'How to implement adding a new array parameter in custom loss function using keras?
def custom_loss(y, f, Qsim_t): # tf.cast(y, tf.float32) # tf.cast(f, tf.float32)
x_std = (y-min_v)/(max_v-min_v)
y = x_std*(f1-f2) + f2
x_std = (f-min_v)/(max_v-min_v)
f = x_std*(f1-f2) + f2
y = Qsim_t - y
f = Qsim_t - f
# y = np.array(Qsim_t) - y
# f = np.array(Qsim_t) - f
e = (y-f)
loss = K.mean(K.maximum(q*e, (q-1)*e), axis=-1)
return loss
#LSTM
input_layer = Input(shape=(X.shape[1],X.shape[2]))

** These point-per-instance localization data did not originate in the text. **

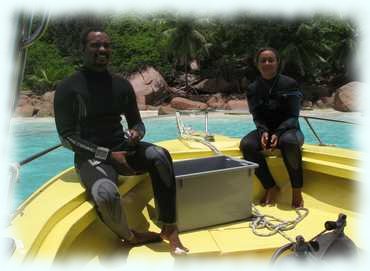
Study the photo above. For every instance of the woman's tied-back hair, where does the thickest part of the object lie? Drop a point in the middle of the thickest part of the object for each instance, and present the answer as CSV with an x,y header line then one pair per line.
x,y
266,49
86,32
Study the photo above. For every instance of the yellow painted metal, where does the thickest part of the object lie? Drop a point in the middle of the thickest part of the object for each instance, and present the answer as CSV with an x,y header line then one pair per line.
x,y
57,223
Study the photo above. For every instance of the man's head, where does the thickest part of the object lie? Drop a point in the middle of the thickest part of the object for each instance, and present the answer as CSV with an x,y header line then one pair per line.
x,y
267,62
96,47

x = LSTM(50, activation='relu', return_sequences=True)(input_layer)
x1 = LSTM(50, activation='relu', return_sequences=True)(x)
out = Dense(1)(x1)
layer_Qsim = Input(shape=(1,))
target = Input(shape=(1,))
model = Model(inputs = [target, input_layer, layer_Qsim], outputs = out)
model.add_loss(custom_loss(target, out, layer_Qsim))
model.compile(loss=None, optimizer = 'adam')
history = model.fit(x=[Y, X, np.array(Qsim_t)],y=None, shuffle=False, epochs=3)
Hi, my loss function need to calculate the custom error between (Qsim_t-y_true) and (Qsim_t-y_pred). So I add the numpy array Qsim_t into the loss function. However, when I fit the custom loss, one error occurs:
InvalidArgumentError: Incompatible shapes: [32,1] vs. [32,12,1] [[node gradient_tape/model/tf.math.subtract_3/BroadcastGradientArgs (defined at /opt/conda/lib/python3.7/site-packages/keras/optimizer_v2/optimizer_v2.py:464) ]] [Op:__inference_train_function_593472]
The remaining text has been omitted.